In IRENA’s 1.5°C scenarios, these investments will almost double to US$780 billion. Public debt financing will be an essential facilitator for other lenders, especially in developing markets.
As markets alone are not likely to move rapidly enough, policymakers must incentivise and eliminate market distortions that favour fossil fuels and facilitate the necessary changes in funding structures.
This will involve phasing out fossil fuel subsidies and changing fiscal systems to reflect the negative environmental, health and social costs of fossil fuels. Monetary and fiscal policies, including carbon pricing policies, will enhance competitiveness and level the playing field.

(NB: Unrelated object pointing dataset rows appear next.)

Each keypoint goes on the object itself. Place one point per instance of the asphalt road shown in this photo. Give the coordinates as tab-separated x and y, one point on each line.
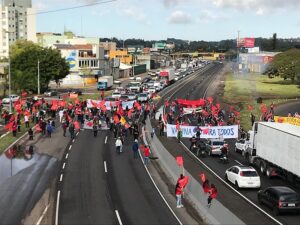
89	195
246	212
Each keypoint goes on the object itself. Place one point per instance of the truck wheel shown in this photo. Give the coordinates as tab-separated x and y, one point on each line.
262	168
269	172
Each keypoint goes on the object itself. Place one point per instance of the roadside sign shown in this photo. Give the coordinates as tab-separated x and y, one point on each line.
4	64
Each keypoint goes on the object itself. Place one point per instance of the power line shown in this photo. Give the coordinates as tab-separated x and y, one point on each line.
75	7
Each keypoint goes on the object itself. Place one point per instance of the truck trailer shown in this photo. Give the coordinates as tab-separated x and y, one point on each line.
167	75
105	83
275	149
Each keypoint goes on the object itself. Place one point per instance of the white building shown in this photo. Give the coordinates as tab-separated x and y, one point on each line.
18	21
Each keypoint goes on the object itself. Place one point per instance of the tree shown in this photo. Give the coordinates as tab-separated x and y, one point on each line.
25	56
286	65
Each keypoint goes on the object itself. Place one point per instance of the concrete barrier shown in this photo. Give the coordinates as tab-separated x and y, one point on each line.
217	213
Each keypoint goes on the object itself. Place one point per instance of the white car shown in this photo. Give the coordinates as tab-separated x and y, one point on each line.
241	145
143	97
13	99
243	176
131	96
116	95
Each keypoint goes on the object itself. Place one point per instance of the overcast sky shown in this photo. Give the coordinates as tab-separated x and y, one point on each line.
209	20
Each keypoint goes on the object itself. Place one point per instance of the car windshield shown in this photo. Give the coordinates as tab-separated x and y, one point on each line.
289	198
249	173
218	143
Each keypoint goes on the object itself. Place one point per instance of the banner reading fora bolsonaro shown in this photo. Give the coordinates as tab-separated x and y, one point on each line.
290	120
224	132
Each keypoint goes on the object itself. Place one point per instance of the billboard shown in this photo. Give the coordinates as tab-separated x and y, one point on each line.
246	42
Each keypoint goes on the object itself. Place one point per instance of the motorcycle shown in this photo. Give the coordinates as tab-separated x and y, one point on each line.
223	158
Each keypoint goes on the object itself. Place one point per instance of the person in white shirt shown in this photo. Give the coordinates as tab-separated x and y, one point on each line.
119	145
26	120
61	114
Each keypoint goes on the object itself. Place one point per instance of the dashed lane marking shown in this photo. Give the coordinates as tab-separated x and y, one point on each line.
118	217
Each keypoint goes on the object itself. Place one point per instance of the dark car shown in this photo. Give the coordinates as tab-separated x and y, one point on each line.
76	91
279	199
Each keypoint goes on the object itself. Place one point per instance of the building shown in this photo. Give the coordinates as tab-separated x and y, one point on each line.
123	55
85	62
18	21
255	62
48	40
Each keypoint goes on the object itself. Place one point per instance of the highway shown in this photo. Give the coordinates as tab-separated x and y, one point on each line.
246	206
98	186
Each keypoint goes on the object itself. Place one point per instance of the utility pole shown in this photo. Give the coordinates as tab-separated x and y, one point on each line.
238	53
9	83
39	88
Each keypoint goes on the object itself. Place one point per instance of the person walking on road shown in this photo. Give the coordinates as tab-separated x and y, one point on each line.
72	130
119	145
178	193
212	194
135	149
147	153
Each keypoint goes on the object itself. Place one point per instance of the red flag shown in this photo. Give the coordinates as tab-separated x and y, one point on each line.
263	108
165	117
116	119
9	126
179	160
250	108
210	100
183	182
167	103
202	177
38	128
77	125
24	94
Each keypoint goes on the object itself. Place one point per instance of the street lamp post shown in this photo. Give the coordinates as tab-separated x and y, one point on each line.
39	89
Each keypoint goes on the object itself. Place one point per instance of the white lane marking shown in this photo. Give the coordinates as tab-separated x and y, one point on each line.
57	208
105	167
161	195
238	162
42	216
61	177
240	194
118	216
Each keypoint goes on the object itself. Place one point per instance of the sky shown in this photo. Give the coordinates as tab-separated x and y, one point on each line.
209	20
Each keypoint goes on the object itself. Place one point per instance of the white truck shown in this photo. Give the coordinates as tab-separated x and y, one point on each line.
167	75
105	82
275	149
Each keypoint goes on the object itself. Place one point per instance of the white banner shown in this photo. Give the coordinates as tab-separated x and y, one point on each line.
223	132
191	110
109	103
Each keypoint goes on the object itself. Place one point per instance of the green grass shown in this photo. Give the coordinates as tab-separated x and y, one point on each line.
9	139
243	90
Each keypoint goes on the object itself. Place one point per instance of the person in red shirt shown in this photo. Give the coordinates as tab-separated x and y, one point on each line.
178	193
212	194
147	153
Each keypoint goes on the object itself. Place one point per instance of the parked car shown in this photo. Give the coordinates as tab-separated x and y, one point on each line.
143	97
50	93
241	145
243	176
124	98
116	95
76	91
280	199
13	98
213	146
131	96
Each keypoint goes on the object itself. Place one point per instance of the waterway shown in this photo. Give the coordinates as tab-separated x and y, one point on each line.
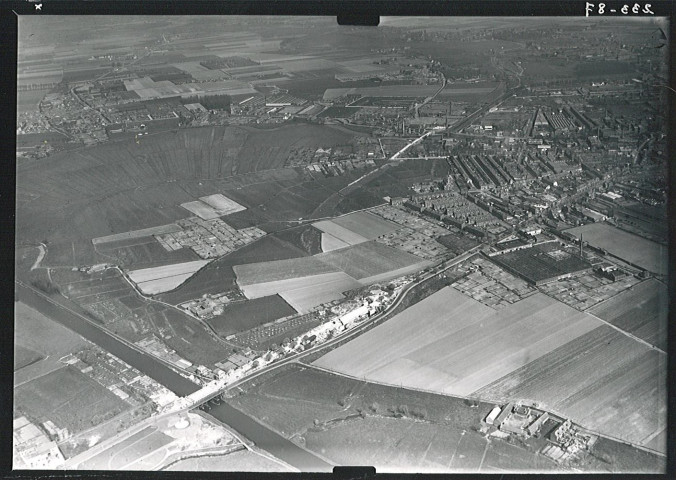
263	437
268	440
145	363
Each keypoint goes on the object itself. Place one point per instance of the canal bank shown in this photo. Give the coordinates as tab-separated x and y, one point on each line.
145	363
267	439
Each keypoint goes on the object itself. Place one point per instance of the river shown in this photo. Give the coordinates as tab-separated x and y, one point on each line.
267	440
145	363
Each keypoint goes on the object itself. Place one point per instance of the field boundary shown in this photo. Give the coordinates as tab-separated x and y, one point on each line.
483	399
624	332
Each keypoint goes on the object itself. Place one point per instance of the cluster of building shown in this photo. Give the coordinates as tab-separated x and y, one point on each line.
563	440
119	378
211	305
33	448
208	238
489	284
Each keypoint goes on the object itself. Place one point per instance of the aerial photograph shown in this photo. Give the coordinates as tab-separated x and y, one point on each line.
281	244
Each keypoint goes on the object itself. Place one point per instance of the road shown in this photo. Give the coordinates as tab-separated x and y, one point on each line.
250	428
155	368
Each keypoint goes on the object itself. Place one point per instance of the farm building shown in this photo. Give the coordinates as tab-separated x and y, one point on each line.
490	419
542	263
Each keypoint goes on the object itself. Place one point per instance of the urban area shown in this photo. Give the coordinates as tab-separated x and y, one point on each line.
266	244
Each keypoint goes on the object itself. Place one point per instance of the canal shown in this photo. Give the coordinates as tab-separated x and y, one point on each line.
268	440
145	363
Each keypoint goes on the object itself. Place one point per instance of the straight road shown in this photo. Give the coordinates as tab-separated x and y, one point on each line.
127	352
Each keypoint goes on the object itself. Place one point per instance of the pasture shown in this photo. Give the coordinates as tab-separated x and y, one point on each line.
330	243
147	274
135	234
339	233
460	344
534	350
39	342
630	247
322	290
277	270
124	186
443	440
165	278
642	310
366	224
128	451
142	253
603	380
301	288
201	209
240	316
306	237
68	398
240	461
368	259
222	204
109	299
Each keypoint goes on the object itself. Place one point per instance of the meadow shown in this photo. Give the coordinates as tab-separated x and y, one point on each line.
278	270
368	259
39	343
603	380
460	344
240	316
630	247
69	398
642	310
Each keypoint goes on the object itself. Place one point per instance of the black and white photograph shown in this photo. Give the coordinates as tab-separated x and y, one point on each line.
268	243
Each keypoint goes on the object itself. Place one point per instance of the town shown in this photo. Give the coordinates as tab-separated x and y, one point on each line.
431	234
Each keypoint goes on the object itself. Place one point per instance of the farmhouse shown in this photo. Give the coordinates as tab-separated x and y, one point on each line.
542	263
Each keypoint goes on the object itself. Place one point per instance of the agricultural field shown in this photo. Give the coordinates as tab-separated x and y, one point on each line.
338	112
369	259
222	204
144	232
334	234
212	279
240	461
319	289
461	344
542	262
163	279
39	342
241	316
306	237
603	380
129	451
218	276
397	429
276	270
637	250
142	253
269	148
366	224
642	310
263	337
201	209
457	243
126	186
68	398
301	289
108	299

Enhanced international cooperation and a comprehensive set of policies will be critical to driving the broader structural shift towards resilient economies and societies. If not well managed, the energy transition risks inequitable outcomes, dual-track development and an overall slowdown in progress.
Just and integrated policies will remain imperative to realise the full potential of the energy transition.
Today’s policies, finance and socio-economic analysis complete the outlined technological avenues for a 1.5°C-compatible energy pathway, providing policymakers with a playbook to achieve optimal results from the transition.
Launched by energy leaders at the Agency’s Global High-Level Forum on Energy Transition, this Outlooks aims to raise ambition towards UN High-Level Dialogue on Energy and Climate Conference COP26 later this year.